The HIV-positive man who stopped thousands getting the virus
Greg Owen wanted a new drug, not available through the NHS, that would stop him becoming HIV-positive. But it was too late - he already had the virus. Despite this, he and a friend worked on an ambitious plan to help thousands of others get the new treatment.
"You know when you do one thing… when your whole life changes? Pressing that send on Facebook was actually the moment my whole life changed."
Greg Owen grew up in Belfast, the eldest of six children. It was the 1980s, the height of the Troubles, and he was, as he puts it, "very gay".
Fast-forward to London in 2015. Greg is working in bars and clubs, sleeping on friends' sofas.
There is no sign of what is to come - that Greg is going to help save thousands of lives and change the way the NHS thinks about gay men having sex.

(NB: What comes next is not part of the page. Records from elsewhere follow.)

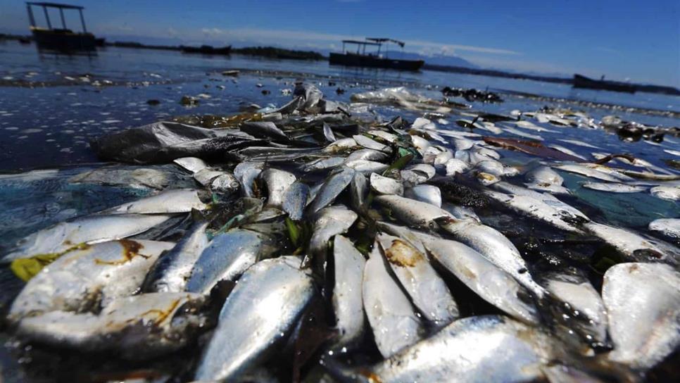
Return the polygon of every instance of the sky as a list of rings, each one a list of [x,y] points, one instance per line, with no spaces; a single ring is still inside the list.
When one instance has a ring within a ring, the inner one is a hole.
[[[680,87],[680,0],[67,1],[113,41],[327,51],[343,39],[389,37],[407,51],[481,68]],[[66,17],[75,27],[77,14]],[[0,32],[27,25],[23,1],[0,0]]]

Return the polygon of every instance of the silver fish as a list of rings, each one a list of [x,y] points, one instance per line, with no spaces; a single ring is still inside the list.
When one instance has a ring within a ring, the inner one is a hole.
[[[649,230],[675,241],[680,240],[680,219],[661,218],[649,222]]]
[[[165,222],[168,215],[115,214],[90,215],[63,222],[36,232],[19,241],[2,263],[38,254],[58,254],[83,244],[120,239],[143,233]]]
[[[339,153],[358,146],[358,144],[353,138],[341,138],[329,144],[323,149],[323,151],[326,153]]]
[[[146,275],[145,292],[182,292],[201,253],[208,246],[208,222],[196,222],[175,247],[163,254]]]
[[[430,236],[420,238],[436,260],[484,300],[529,324],[539,322],[536,307],[524,288],[484,256],[455,241]]]
[[[345,165],[366,175],[373,172],[382,173],[389,167],[388,165],[382,163],[382,162],[370,161],[368,160],[345,161]]]
[[[649,192],[657,198],[668,201],[680,201],[680,187],[656,186],[650,189]]]
[[[335,346],[342,347],[358,343],[363,336],[361,281],[366,260],[347,238],[336,235],[333,243],[335,284],[332,301],[339,333]]]
[[[569,304],[576,318],[569,318],[567,327],[577,327],[590,343],[607,341],[607,310],[600,294],[584,277],[552,273],[543,277],[543,284],[553,296]],[[579,319],[583,318],[583,320]]]
[[[333,203],[335,199],[342,192],[354,178],[355,171],[353,169],[343,166],[332,172],[319,193],[314,198],[314,201],[309,206],[310,212],[315,213],[322,208]]]
[[[546,290],[536,283],[529,273],[520,251],[496,229],[472,220],[457,220],[451,216],[438,219],[437,223],[456,240],[477,251],[514,277],[538,298],[546,294]]]
[[[284,142],[290,141],[290,139],[286,133],[284,133],[282,130],[276,126],[276,124],[272,122],[248,121],[241,124],[240,128],[241,132],[248,133],[253,137],[271,138]]]
[[[315,172],[317,170],[325,170],[332,169],[342,165],[345,162],[344,157],[328,157],[327,158],[319,158],[312,162],[305,164],[303,170],[305,172]]]
[[[379,194],[401,196],[404,194],[404,185],[398,180],[383,177],[377,173],[371,173],[370,180],[371,189]]]
[[[329,241],[335,235],[347,232],[358,218],[356,213],[342,206],[319,211],[314,221],[314,233],[309,240],[310,254],[325,254]]]
[[[377,243],[364,267],[362,297],[378,350],[389,358],[421,339],[420,320],[387,272]]]
[[[282,208],[291,220],[300,220],[304,214],[308,196],[309,187],[296,181],[286,190]]]
[[[299,258],[285,256],[244,274],[222,308],[195,380],[236,380],[285,339],[314,294],[311,277],[299,266]]]
[[[333,130],[331,127],[328,126],[328,124],[324,123],[323,125],[324,137],[326,138],[326,141],[329,142],[333,142],[336,141],[338,139],[335,138],[335,134],[333,134]]]
[[[375,197],[375,201],[390,209],[399,220],[413,227],[431,227],[434,220],[451,215],[441,208],[427,203],[395,195]]]
[[[354,178],[349,184],[349,196],[352,207],[360,209],[368,196],[368,180],[359,172],[354,173]]]
[[[246,197],[253,197],[255,192],[253,185],[255,180],[262,172],[265,168],[265,163],[263,162],[241,162],[234,168],[234,176],[243,185],[244,195]]]
[[[263,170],[260,178],[267,186],[267,204],[276,208],[281,207],[286,190],[297,179],[293,173],[273,168]]]
[[[177,158],[172,162],[191,173],[198,172],[199,170],[208,168],[208,164],[197,157],[182,157],[181,158]]]
[[[370,139],[363,134],[355,134],[352,136],[352,138],[354,139],[354,141],[355,141],[360,146],[363,146],[367,149],[373,149],[385,153],[390,153],[392,150],[389,146],[383,145],[377,141]]]
[[[434,185],[415,185],[404,192],[404,196],[441,207],[441,191]]]
[[[379,234],[377,239],[392,272],[425,319],[439,328],[458,318],[451,291],[424,253],[396,237]]]
[[[584,225],[591,234],[618,250],[630,260],[644,260],[648,257],[655,261],[676,264],[680,262],[680,250],[662,241],[644,237],[625,229],[589,222]]]
[[[636,185],[629,185],[615,182],[584,182],[581,184],[586,189],[591,189],[600,192],[609,193],[639,193],[647,190],[646,187]]]
[[[540,329],[501,316],[477,316],[457,320],[353,377],[383,383],[531,382],[543,377],[541,367],[556,353]]]
[[[92,311],[132,295],[160,253],[172,246],[120,239],[66,253],[28,281],[8,318],[15,321],[49,311]]]
[[[614,350],[609,358],[653,367],[680,346],[680,273],[661,263],[619,263],[605,273],[602,298]]]
[[[346,162],[355,160],[366,160],[369,161],[386,161],[389,159],[387,154],[373,149],[359,149],[354,151],[347,156]]]
[[[551,194],[569,194],[569,189],[562,186],[565,179],[548,166],[539,166],[524,174],[527,187]]]
[[[196,260],[186,291],[207,294],[220,281],[237,280],[277,249],[272,239],[251,230],[235,229],[220,234]]]
[[[99,315],[51,311],[24,318],[22,338],[80,351],[107,351],[139,360],[185,346],[204,326],[196,313],[204,298],[189,293],[153,293],[119,298]]]
[[[105,211],[111,214],[168,214],[189,213],[192,209],[205,210],[208,205],[193,189],[175,189],[161,192],[155,196],[128,202]]]

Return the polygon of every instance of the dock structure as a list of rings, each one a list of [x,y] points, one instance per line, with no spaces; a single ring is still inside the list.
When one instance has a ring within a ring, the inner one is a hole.
[[[34,7],[42,8],[47,27],[40,27],[36,22]],[[49,9],[57,9],[59,11],[59,18],[61,20],[61,27],[55,27],[49,17]],[[99,43],[103,43],[103,39],[95,38],[94,35],[87,32],[85,25],[85,18],[82,10],[84,7],[70,4],[43,1],[27,1],[26,10],[28,13],[28,20],[30,23],[31,34],[39,50],[54,51],[63,53],[76,53],[77,51],[95,51]],[[78,11],[80,17],[82,32],[73,32],[66,26],[66,18],[64,17],[64,10],[75,10]]]

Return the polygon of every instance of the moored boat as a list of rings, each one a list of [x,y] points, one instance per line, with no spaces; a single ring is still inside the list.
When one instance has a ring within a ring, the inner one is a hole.
[[[593,80],[581,75],[574,75],[574,87],[585,88],[590,89],[610,90],[612,92],[623,92],[626,93],[635,93],[637,89],[635,85],[618,81],[606,81],[604,80]]]
[[[366,38],[366,41],[358,40],[343,40],[342,53],[331,53],[329,56],[329,61],[332,65],[341,65],[346,66],[361,66],[367,68],[384,68],[389,69],[396,69],[398,70],[418,70],[423,64],[425,63],[422,60],[401,60],[390,58],[386,54],[380,54],[380,50],[383,44],[393,42],[403,48],[405,43],[392,39],[385,38]],[[346,44],[355,44],[357,46],[356,52],[349,52],[345,50]],[[378,51],[375,54],[366,54],[366,46],[377,46]]]

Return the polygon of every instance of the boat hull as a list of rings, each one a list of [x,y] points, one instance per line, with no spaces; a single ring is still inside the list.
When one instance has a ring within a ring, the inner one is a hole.
[[[329,62],[332,65],[384,68],[398,70],[418,70],[425,63],[422,60],[395,60],[360,54],[334,53],[330,54]]]
[[[68,30],[40,30],[32,31],[33,39],[39,49],[75,52],[96,49],[94,35],[92,33],[74,33]]]
[[[610,90],[625,93],[635,93],[635,91],[637,90],[635,86],[629,84],[617,82],[615,81],[593,80],[586,76],[581,76],[581,75],[574,75],[573,84],[574,88]]]

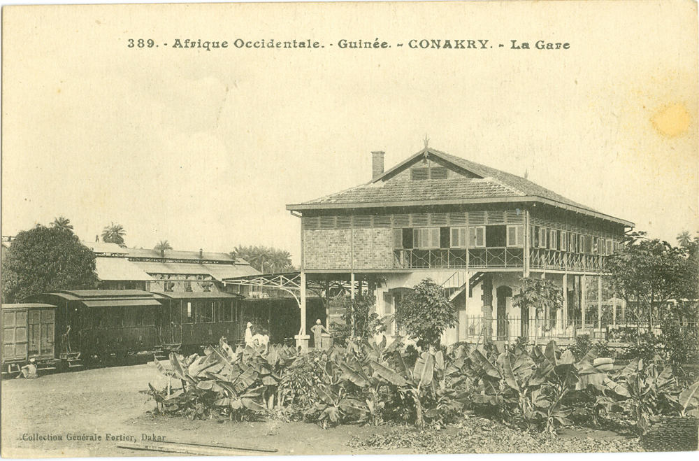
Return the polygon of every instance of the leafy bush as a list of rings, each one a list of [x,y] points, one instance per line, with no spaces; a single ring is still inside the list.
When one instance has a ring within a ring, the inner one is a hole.
[[[659,342],[665,357],[677,370],[685,364],[699,362],[699,332],[697,324],[682,325],[676,320],[664,320]]]
[[[444,288],[426,278],[406,295],[396,309],[396,323],[408,332],[418,346],[439,347],[442,334],[458,320],[456,311],[444,294]]]

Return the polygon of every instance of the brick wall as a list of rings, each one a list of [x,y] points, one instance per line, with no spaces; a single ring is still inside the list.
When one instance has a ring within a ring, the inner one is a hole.
[[[354,239],[354,241],[352,241]],[[354,255],[352,248],[354,246]],[[308,269],[388,269],[393,266],[391,229],[303,231],[303,265]]]
[[[351,265],[351,229],[303,231],[305,269],[346,269]]]

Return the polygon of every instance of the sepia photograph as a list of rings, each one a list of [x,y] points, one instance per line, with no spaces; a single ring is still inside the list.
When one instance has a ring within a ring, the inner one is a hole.
[[[693,458],[698,24],[3,5],[0,454]]]

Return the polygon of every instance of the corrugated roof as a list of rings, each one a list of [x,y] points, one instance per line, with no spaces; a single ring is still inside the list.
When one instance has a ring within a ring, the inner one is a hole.
[[[149,281],[153,278],[125,258],[98,256],[97,276],[102,281]]]
[[[80,299],[108,297],[152,298],[153,297],[152,293],[141,290],[62,290],[49,294],[57,296],[68,295]],[[61,296],[61,297],[65,297],[66,299],[70,299],[64,296]]]
[[[53,304],[45,304],[40,302],[26,302],[14,304],[0,304],[0,308],[3,309],[27,309],[31,308],[52,308],[56,307]]]
[[[259,274],[247,264],[192,264],[187,262],[156,262],[132,261],[132,264],[147,274],[209,275],[216,280]]]
[[[462,171],[466,176],[441,180],[391,180],[396,174],[426,157],[454,171]],[[471,174],[466,173],[464,170]],[[477,177],[470,177],[472,176]],[[517,197],[523,197],[523,199],[527,201],[542,199],[557,202],[563,206],[580,208],[590,212],[593,215],[601,215],[593,208],[570,200],[517,175],[429,148],[412,155],[369,183],[304,202],[301,206],[289,205],[287,208],[289,210],[302,210],[313,209],[315,208],[315,205],[320,208],[335,208],[333,205],[336,204],[355,204],[361,206],[373,203],[381,204],[385,206],[391,203],[420,201],[435,204],[435,201],[440,200],[487,201],[492,199],[493,201],[510,201],[512,199],[516,200]],[[600,217],[605,216],[603,215]],[[607,218],[627,225],[633,224],[611,216]]]
[[[161,257],[160,251],[158,250],[149,250],[147,248],[127,248],[129,252],[129,257]],[[199,251],[178,251],[175,250],[166,250],[164,252],[165,258],[171,260],[189,260],[192,261],[199,260]],[[224,261],[232,262],[233,259],[228,253],[202,252],[201,259],[208,261]]]
[[[128,248],[122,248],[116,243],[106,243],[104,242],[89,242],[83,241],[83,245],[96,253],[114,253],[118,255],[126,255],[128,253]]]
[[[121,299],[111,298],[105,299],[82,299],[82,304],[87,307],[124,307],[133,306],[160,306],[160,303],[154,298],[138,299]]]
[[[352,204],[449,199],[456,197],[490,198],[524,196],[492,179],[463,176],[421,181],[388,181],[380,185],[361,185],[307,204]]]
[[[173,299],[201,299],[201,298],[219,298],[219,299],[237,299],[245,297],[241,295],[234,293],[224,293],[215,291],[185,291],[185,292],[154,292],[154,295],[164,298],[171,298]]]

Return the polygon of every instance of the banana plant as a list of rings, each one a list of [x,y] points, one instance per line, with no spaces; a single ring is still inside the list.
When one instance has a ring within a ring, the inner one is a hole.
[[[316,390],[321,401],[304,414],[321,422],[324,429],[345,420],[362,421],[367,418],[368,409],[364,402],[348,395],[342,385],[320,384]]]
[[[651,423],[660,420],[661,415],[677,413],[678,407],[684,408],[677,396],[677,378],[670,366],[661,370],[655,364],[646,365],[642,359],[634,359],[616,378],[628,394],[624,404],[634,416],[641,435],[648,431]],[[696,395],[696,390],[694,392]],[[684,402],[688,406],[692,395],[691,392],[684,395]]]

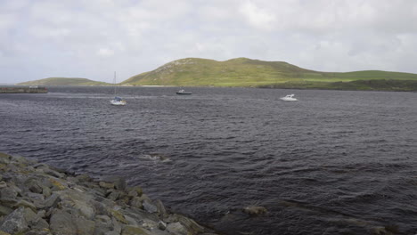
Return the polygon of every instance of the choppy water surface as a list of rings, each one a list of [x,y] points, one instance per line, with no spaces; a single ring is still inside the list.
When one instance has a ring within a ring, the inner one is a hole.
[[[225,234],[417,232],[416,93],[176,90],[0,94],[0,150],[124,175]]]

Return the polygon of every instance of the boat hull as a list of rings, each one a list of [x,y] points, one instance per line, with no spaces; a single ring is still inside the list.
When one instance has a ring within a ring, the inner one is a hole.
[[[111,100],[110,101],[110,103],[112,105],[126,105],[126,101],[113,101]]]
[[[282,101],[298,101],[296,98],[286,98],[286,97],[280,98],[280,100]]]

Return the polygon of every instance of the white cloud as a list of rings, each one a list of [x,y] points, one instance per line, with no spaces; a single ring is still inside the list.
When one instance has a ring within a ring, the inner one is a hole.
[[[110,82],[184,57],[417,73],[415,21],[408,0],[0,1],[0,82]]]
[[[259,29],[271,29],[275,21],[275,16],[266,8],[260,8],[251,1],[247,1],[239,7],[248,22]]]

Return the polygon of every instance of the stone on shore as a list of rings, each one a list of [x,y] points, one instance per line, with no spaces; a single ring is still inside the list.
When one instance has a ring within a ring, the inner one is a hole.
[[[94,181],[0,153],[0,235],[214,234],[118,176]]]

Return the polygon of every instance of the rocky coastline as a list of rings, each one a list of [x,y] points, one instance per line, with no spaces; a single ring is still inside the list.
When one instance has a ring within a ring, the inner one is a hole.
[[[216,235],[123,178],[0,152],[0,235]]]

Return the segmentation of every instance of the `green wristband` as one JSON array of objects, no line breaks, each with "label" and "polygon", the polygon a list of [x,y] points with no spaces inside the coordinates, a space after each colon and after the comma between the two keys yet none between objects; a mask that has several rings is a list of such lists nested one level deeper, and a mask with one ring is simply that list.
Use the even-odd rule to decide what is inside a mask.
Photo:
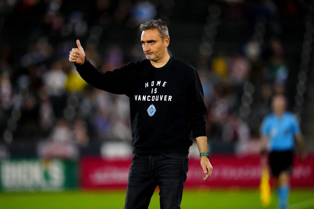
[{"label": "green wristband", "polygon": [[207,153],[199,153],[199,156],[201,157],[202,156],[206,156],[207,157],[207,158],[209,158],[209,154],[208,152]]}]

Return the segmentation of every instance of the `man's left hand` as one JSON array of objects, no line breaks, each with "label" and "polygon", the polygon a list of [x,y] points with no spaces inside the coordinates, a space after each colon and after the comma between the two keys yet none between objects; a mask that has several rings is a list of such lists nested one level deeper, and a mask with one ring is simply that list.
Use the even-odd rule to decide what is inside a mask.
[{"label": "man's left hand", "polygon": [[201,166],[203,169],[204,174],[206,174],[203,178],[203,180],[206,181],[207,179],[210,177],[213,171],[213,166],[210,164],[208,158],[206,156],[201,157]]}]

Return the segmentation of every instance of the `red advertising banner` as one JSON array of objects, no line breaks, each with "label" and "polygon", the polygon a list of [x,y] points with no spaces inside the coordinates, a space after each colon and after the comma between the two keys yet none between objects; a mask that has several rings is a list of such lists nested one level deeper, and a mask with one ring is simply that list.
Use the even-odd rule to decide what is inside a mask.
[{"label": "red advertising banner", "polygon": [[[258,187],[261,168],[258,155],[240,157],[212,155],[212,176],[206,181],[198,158],[190,158],[185,188],[196,187]],[[107,160],[100,157],[84,158],[81,163],[81,185],[85,189],[125,188],[131,158]],[[296,157],[292,170],[291,185],[314,187],[314,155],[301,162]]]}]

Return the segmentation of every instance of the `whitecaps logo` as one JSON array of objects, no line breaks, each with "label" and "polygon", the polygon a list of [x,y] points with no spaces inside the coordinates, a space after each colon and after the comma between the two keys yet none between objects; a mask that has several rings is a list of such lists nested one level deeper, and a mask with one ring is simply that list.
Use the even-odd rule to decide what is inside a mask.
[{"label": "whitecaps logo", "polygon": [[148,113],[148,115],[150,117],[154,115],[154,114],[156,111],[156,109],[155,106],[153,104],[149,105],[148,109],[147,109],[147,112]]}]

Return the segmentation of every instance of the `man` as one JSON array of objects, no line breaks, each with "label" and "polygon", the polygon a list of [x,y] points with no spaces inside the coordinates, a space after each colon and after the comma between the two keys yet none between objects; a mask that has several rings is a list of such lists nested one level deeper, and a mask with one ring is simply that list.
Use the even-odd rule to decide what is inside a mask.
[{"label": "man", "polygon": [[69,59],[91,85],[129,98],[134,149],[124,208],[147,208],[159,186],[160,208],[180,208],[192,131],[206,174],[203,180],[213,169],[208,158],[203,88],[193,67],[169,56],[170,38],[164,22],[152,20],[140,29],[147,59],[103,73],[85,57],[78,40]]},{"label": "man", "polygon": [[297,119],[286,111],[286,101],[282,95],[274,96],[272,106],[273,113],[264,119],[261,128],[263,163],[266,163],[266,150],[269,142],[269,160],[274,184],[277,190],[278,208],[288,208],[290,176],[293,160],[294,138],[299,148],[300,156],[306,157],[303,137]]}]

Then, Greg met Alex Craddock.
"He was cute, a little bit sassy. And I fancied him a little bit," says Greg.
Alex had just come back from New York. He had something Greg wanted very much. He was on Prep, a relatively new drug seen as a game-changer in the fight against HIV infection.
If you are on Prep and have sex with someone with HIV, the drug - if taken as directed - is almost 100% effective in preventing you becoming HIV positive even if you are not wearing a condom.
The British HIV Association (BHIVA) says the efficacy of Prep is "highly dependent on adherence" by those taking it.
Greg was intrigued. "I was trying to get Prep. And Alex was already on it. He'd got in the States." Alex told him it was easy to get in New York. But Alex's supply was about to run out. Here in the UK, it wasn't available.
"I'd been given this amazing new thing and then it had been taken away from me," Alex says. "That's when I first met Greg."
At the time, HIV diagnoses for high risk groups in the UK were going up. One in eight gay men in London had HIV.
Short for pre-exposure prophylaxis, Prep is a pill you take before penetrative sex.
Some users take it daily - while others take it "on demand", in the days before and after intercourse.
If a condom is not worn, and you come into contact with HIV, the drug stops the virus from getting into the bloodstream permanently. Prep is prevention not cure.
But before you can take Prep, you have to make sure you don't already have HIV.
Greg had managed to get hold of a small amount of the drug - and so he went for a test.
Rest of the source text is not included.